Putting a company on the market requires a delicate balance: manufacturing businesses pursuing M&A must reduce unnecessary costs, while still ensuring the business is growing and profitable. Knowing the biggest cost drivers in manufacturing can help you assess your own expenditures. So as you move toward a sale, take a hard look at the biggest costs affecting manufacturing businesses.
It’s an extremely tight labor market, with employees increasingly able to demand more than they ever did before. While this expense varies a lot from region to region, it remains one of the highest cost drivers. As you move toward M&A, it’s important to pay fairly for labor, but also to ensure that you’re actually getting real value from the expenditure. Trim the fat by getting rid of employees who require micromanagement.
Complex parts with sophisticated designs drive costs, especially if they require complicated production steps and multiple processes. Every process increases cost by increasing manual labor, set-up, and supplies. To lower costs, keep designs as simple as possible while still maintaining their functionality.
The materials used in each product strongly influence price. Each plastic resin and metal alloy has its own unique properties, and owners must determine how much to spend for higher quality products. Because raw materials are traded on the international market, the cost is predictable and owners and other decision-makers can easily find commodities tables to help them determine price, thereby minimizing expenses.
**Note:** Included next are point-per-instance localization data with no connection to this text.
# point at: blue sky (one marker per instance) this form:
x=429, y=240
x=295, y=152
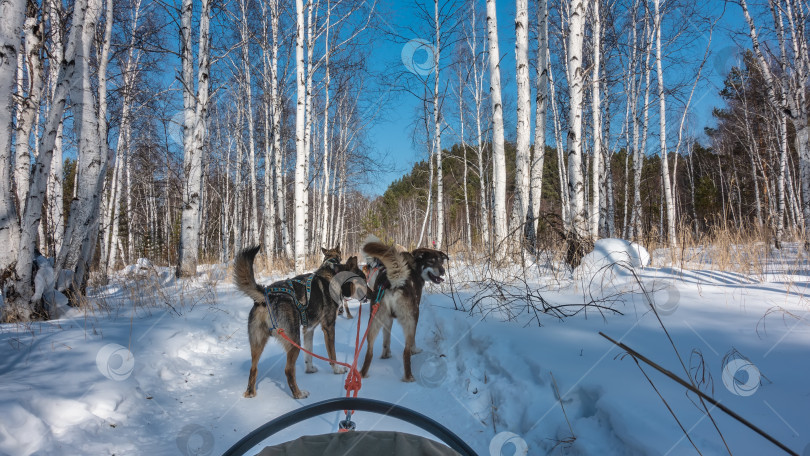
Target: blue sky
x=391, y=135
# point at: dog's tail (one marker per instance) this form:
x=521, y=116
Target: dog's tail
x=396, y=263
x=243, y=275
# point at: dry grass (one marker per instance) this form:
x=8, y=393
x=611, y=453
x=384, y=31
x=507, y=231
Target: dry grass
x=744, y=251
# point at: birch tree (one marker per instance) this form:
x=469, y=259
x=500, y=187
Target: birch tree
x=668, y=196
x=522, y=155
x=13, y=14
x=29, y=104
x=538, y=157
x=81, y=231
x=576, y=77
x=301, y=197
x=498, y=155
x=596, y=111
x=195, y=109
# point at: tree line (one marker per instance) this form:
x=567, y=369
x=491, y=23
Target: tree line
x=185, y=131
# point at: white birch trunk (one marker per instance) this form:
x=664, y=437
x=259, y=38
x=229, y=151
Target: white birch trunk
x=325, y=159
x=81, y=230
x=254, y=208
x=268, y=103
x=662, y=104
x=13, y=14
x=536, y=188
x=576, y=76
x=19, y=293
x=437, y=141
x=477, y=92
x=301, y=156
x=520, y=206
x=498, y=155
x=596, y=108
x=29, y=105
x=195, y=107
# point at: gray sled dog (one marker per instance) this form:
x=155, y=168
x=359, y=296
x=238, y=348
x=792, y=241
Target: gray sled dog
x=304, y=300
x=404, y=277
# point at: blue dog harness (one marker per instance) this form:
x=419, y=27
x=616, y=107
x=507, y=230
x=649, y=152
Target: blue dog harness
x=289, y=290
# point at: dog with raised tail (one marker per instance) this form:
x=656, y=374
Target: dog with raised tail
x=303, y=301
x=403, y=278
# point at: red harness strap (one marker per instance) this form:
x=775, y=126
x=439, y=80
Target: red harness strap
x=354, y=380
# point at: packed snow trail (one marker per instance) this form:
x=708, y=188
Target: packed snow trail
x=149, y=379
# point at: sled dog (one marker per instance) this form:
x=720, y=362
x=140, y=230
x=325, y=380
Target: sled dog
x=402, y=280
x=304, y=300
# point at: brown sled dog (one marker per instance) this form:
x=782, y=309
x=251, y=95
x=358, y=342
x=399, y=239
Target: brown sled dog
x=276, y=309
x=333, y=255
x=404, y=277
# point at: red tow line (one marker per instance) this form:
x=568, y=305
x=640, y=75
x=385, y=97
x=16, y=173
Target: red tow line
x=354, y=380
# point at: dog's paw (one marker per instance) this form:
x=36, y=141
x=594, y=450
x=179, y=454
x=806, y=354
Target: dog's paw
x=302, y=394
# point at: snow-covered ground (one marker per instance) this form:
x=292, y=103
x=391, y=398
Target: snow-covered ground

Projects that require fixed tools to be machined to make cast parts can generate additional costs. The increase in price depends on the material require to make the tools, the number of components, and their reliance on special treatments. CDC machining takes longer per fixed part than casting, but with smaller volumes it is an option to reduce project costs.
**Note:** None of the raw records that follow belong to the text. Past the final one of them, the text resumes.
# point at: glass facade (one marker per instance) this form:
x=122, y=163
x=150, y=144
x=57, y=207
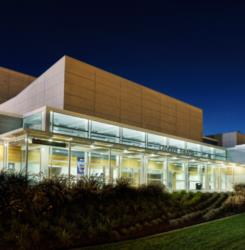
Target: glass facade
x=85, y=128
x=73, y=147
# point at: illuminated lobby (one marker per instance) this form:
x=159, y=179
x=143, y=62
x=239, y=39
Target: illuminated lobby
x=59, y=135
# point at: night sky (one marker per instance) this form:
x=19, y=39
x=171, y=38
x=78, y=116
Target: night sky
x=192, y=51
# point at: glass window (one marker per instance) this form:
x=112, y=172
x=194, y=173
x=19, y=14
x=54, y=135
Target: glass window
x=207, y=152
x=58, y=162
x=156, y=141
x=33, y=121
x=155, y=171
x=176, y=175
x=130, y=169
x=193, y=149
x=105, y=132
x=220, y=154
x=1, y=156
x=133, y=137
x=69, y=125
x=176, y=143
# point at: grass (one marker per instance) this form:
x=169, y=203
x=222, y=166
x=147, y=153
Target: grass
x=228, y=233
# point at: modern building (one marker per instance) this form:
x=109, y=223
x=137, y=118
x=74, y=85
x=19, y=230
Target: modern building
x=77, y=120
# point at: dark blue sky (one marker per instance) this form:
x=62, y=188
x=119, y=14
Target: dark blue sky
x=194, y=51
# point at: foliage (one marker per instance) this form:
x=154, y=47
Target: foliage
x=60, y=214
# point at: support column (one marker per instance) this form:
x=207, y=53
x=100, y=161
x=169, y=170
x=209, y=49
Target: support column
x=233, y=176
x=5, y=155
x=69, y=162
x=110, y=168
x=26, y=156
x=165, y=173
x=206, y=178
x=119, y=166
x=186, y=174
x=143, y=170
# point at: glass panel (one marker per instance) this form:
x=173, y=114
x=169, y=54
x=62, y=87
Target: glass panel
x=207, y=152
x=106, y=132
x=156, y=141
x=239, y=175
x=213, y=177
x=193, y=149
x=58, y=162
x=176, y=143
x=196, y=173
x=78, y=162
x=220, y=154
x=155, y=171
x=69, y=125
x=34, y=162
x=99, y=164
x=176, y=175
x=33, y=121
x=16, y=155
x=130, y=168
x=1, y=156
x=133, y=137
x=226, y=178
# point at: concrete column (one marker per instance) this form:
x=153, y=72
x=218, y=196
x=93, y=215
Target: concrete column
x=69, y=162
x=110, y=167
x=165, y=172
x=5, y=155
x=186, y=174
x=143, y=170
x=26, y=155
x=206, y=178
x=44, y=158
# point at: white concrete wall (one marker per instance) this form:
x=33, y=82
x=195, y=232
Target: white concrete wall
x=46, y=90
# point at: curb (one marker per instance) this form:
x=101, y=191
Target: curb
x=156, y=235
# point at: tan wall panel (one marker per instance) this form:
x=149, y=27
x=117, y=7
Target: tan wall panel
x=12, y=83
x=124, y=101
Precision is not the same as accuracy. Accuracy is a measure of how closely the feature or product matches the desired value or goal. It is measured in inches, microns, or even feet depending on the product. Precision is a measure of accuracy over time. Higher levels of precision require more work and more expense, because of the increased need to control the manufacturing environment. Companies must balance the costs of increased precision against the potential costs of imperfect products.
The volume of tools made doesn’t change the price, but the cost per finished piece will shift. The more parts made from a tool, the more the price goes down, potentially amortizing the expense. Increasing volumes also empower manufacturers to strengthen the production process, reducing waste and maximizing efficiency. It’s also possible to negotiate bulk prices for larger volumes of raw materials.
Companies considering a merger or sale should work with a manufacturing M&A advisor who can help with assessing costs, value drivers, and potential areas of improvement. Controlling costs without compromising quality is a key strategy for achieving a higher valuation and enticing more buyers to place a bid.